As we all tend to do so in a one-run game lost on a dime, I wanted to blame someone. Rafael Soriano, of course, seemed like the natural scapegoat. Entrusted as the high-leverage Bridge to Mariano, Soriano needed to get three outs. The first one was a strike out, and it all unraveled from there. He hit Carlos Quentin, and then he gave up the world’s most obvious “here it comes” home run to Paul Konerko. Goat, I thought.
But it wasn’t just the home run that caused the Yanks to lose. After the ninth inning, Soriano still seemed to be the perfect scapegoat. Had he not hit Carlos Quentin, the White Sox would likely not have used Brent Lillibridge as a pinch runner, and Lillibridge, a middle infielder by trade, would not have been in a position to make those catches. With the fallacy of the predetermined outcome firmly in mind, I don’t think Quentin makes the catch one both of those bullets that should have won the game. Again, Soriano’s fault with a side of Lillibridge to blame. (But who can really blame someone for making those catches? Once the emotion settles, just tip your cap.)
So who was this Lillibridge punk that ruined what should have been a perfect inning capped with a Yankee comeback? He’s a 27-year-old middle infielder with a career 51 OPS+ in 317 plate appearances spanning part of four seasons. Tonight was his eighth appearance in right field, and after emerged as one of the Braves’ top prospects in 2008, he has yet to fulfill his potential.

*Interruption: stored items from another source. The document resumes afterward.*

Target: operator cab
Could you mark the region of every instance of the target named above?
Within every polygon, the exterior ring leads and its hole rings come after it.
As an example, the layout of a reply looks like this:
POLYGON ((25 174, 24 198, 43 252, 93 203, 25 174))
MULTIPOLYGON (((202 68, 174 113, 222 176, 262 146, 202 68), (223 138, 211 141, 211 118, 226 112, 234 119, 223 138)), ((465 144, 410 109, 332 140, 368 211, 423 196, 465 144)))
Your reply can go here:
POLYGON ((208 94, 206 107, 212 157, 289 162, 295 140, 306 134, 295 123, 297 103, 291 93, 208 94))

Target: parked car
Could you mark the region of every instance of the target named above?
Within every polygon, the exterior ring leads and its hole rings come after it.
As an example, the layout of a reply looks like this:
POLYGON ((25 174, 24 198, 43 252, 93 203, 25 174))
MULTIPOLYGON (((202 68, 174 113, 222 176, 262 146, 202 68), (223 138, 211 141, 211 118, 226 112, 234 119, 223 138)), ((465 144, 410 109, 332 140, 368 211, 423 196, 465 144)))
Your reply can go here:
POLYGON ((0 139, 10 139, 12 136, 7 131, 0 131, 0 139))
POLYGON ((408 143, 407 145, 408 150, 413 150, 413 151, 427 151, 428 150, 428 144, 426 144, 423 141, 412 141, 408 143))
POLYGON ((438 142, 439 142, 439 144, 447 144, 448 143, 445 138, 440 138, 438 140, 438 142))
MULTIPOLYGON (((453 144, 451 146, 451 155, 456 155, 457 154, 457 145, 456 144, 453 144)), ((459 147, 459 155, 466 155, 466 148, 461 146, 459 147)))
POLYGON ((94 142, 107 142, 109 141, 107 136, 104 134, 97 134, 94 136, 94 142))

How he came to be on the White Sox will bring some mixture of joy and dread to Yankee fans’ hearts.
On December 4, 2008, Lillibridge, one season removed from being named Atlanta’s sixth best minor leaguer and a potential future lead-off hitter, found himself bound for Chicago in a multi-player deal. The youngster, along with Tyler Flowers and two minor leaguers went north in exchange for Boone Logan and Javier Vazquez. The rest, as we know, is history. The Braves traded Logan and Vazquez to the Yanks a year later in exchange for Michael Dunn, Melky Cabrera and Arodys Vizcaino, and Vazquez flamed out in New York.
Essentially, had Chicago not traded Vazquez to the Braves, Lillibridge wouldn’t have been on the White Sox. He wouldn’t have been in right field in the ninth inning, and he wouldn’t have robbed the Yanks of a pie-filled victory. It was simple: It was, as it always is, Javier Vazquez’s fault. While walking out of the stadium, I realized I could blame Javier Vazquez, and the loss seemed easier to take. I might have gone home an unhappy fan, but in the great game of finger-pointing, I was a satisfied camper. It was, is and always will be Javy’s fault.